At so many points I ask myself, Does it even matter anymore? It feels like the virus is everywhere, breathing on all the surfaces, exhaling itself into the atmosphere. It feels exhausting wearing one mask all day and covering it with another to keep it clean, having to think so much about not getting it soiled and wondering if I accidentally contaminate the inside of it when I hold it away from my face to breathe for a minute or take it off to chug water. Sometimes I see the individual virus particles — round with red, protruding crown-shaped spikes, like the C.D.C.’s rendering — everywhere in the hospital, on beds and monitors and phones and computers. I shudder, forcing myself to erase the image from my mind.
I’ve taken part in humanitarian relief missions in more than 20 countries, in settings as resource-poor as mobile clinics in South Sudan immediately after its secession, refugee camps in Kenya, an abandoned war hospital in Liberia, medical facilities in Somalia. Never have I personally felt unsafe, like I didn’t have enough protection for myself. People are now referring to ours as “a third-world country,” but in terms of P.P.E. in this pandemic, it’s actually worse than those overseas hospitals. While most of the specialists have been unflinchingly generous, offering extra hands in the E.R. and imperiling their own lives, a few doctors who are consulted for their expertise on certain medical conditions have balked at having to see patients here at all. They feel unsafe, they say. Deep down, I know they’re probably right.
By the end of my shift, every patient begins to blend into a single patient. “Fever and cough,” “fever and cough and shortness of breath,” “cough and trouble breathing,” “sent by doctor’s office for Covid rule-out,” “sent from urgent care for Covid test.” I can’t even keep track of them anymore. Usually I remember patients by their faces, but they all have masks on too, so all I see is their eyes, which more often than not are closed.
I become obsessed with oxygen levels, which seem to be the only reliable indication of how patients are doing. Is 92 percent much better than 90 percent? Should 93 be the cutoff to send someone home, or should I make it 94? I used to be able to rely on my gut and clinical judgment when I walked into a room and looked at the patient, but coronavirus is lawless. It obeys no rules. What is unusual, in this illness, is that many people come in talking to you, even as their breathing worsens. They can speak, but their oxygen readings are frighteningly low. As the hours tick by, they rapidly get sicker, to the point where they need a breathing tube. In most other situations, people who require breathing tubes in the E.R. arrive at the hospital too ill to interact with me, needing mechanical ventilation right away. That makes it a little easier.

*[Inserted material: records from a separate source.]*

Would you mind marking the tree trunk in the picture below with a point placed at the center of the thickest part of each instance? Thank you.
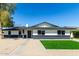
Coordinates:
(1, 34)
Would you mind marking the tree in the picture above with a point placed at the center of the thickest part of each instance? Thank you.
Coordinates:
(6, 10)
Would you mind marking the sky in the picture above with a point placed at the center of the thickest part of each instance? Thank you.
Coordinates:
(61, 14)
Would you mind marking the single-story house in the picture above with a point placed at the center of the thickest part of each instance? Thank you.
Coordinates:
(42, 30)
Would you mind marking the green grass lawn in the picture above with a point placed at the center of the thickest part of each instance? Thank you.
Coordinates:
(60, 44)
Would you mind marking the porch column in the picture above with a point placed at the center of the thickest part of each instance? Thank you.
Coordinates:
(71, 35)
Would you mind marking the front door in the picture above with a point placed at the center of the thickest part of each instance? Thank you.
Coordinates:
(29, 33)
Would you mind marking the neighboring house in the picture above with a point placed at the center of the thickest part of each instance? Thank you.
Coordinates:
(43, 30)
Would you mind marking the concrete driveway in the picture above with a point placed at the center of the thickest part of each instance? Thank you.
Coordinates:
(30, 47)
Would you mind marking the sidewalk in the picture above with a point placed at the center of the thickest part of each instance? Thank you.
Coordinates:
(31, 48)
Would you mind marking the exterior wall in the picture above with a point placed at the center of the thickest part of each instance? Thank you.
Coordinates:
(47, 32)
(51, 32)
(5, 32)
(35, 32)
(15, 32)
(25, 32)
(67, 32)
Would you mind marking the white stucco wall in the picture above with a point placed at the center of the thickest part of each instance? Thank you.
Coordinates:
(67, 32)
(35, 32)
(51, 32)
(5, 32)
(14, 32)
(25, 32)
(47, 32)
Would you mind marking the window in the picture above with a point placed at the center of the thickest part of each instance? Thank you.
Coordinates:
(61, 32)
(41, 32)
(9, 32)
(19, 32)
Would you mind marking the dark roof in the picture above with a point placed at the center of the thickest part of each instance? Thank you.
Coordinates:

Patients’ oxygen tanks run out. (It’s impossible to know unless you bend over, look behind the stretcher and glimpse the thin black needle ticked over to the red zone on the gauge.) Or whatever oxygen you did give them becomes suddenly insufficient, as their lungs grasp for ever more. Maybe an alarm bell sounds because their oxygen level has dropped. Or more likely, they’ve become disconnected from the monitor, a far-too-frequent occurrence, and you see them frantically trying to breathe. Or most likely, the oxygen, even if it’s blowing, is of no use, because they’re unable to take it in, barely inhaling at all, silently dying, alone.
What may have been unimaginable even a week ago seems completely possible, even likely, now. A colleague informs me that she had to push aside a dead body to plug in a ventilator for a new patient who was recently intubated. Is this how the dead leave the world now?
Before, I would check in with the Italian doctors, concerned for their and their patients’ well-being, but our roles have now reversed. I am now at the receiving end of their grief and sympathy. “How are you?” one texts me. “We hear it’s so bad there.” Yes, it really is. “Stay strong,” another says.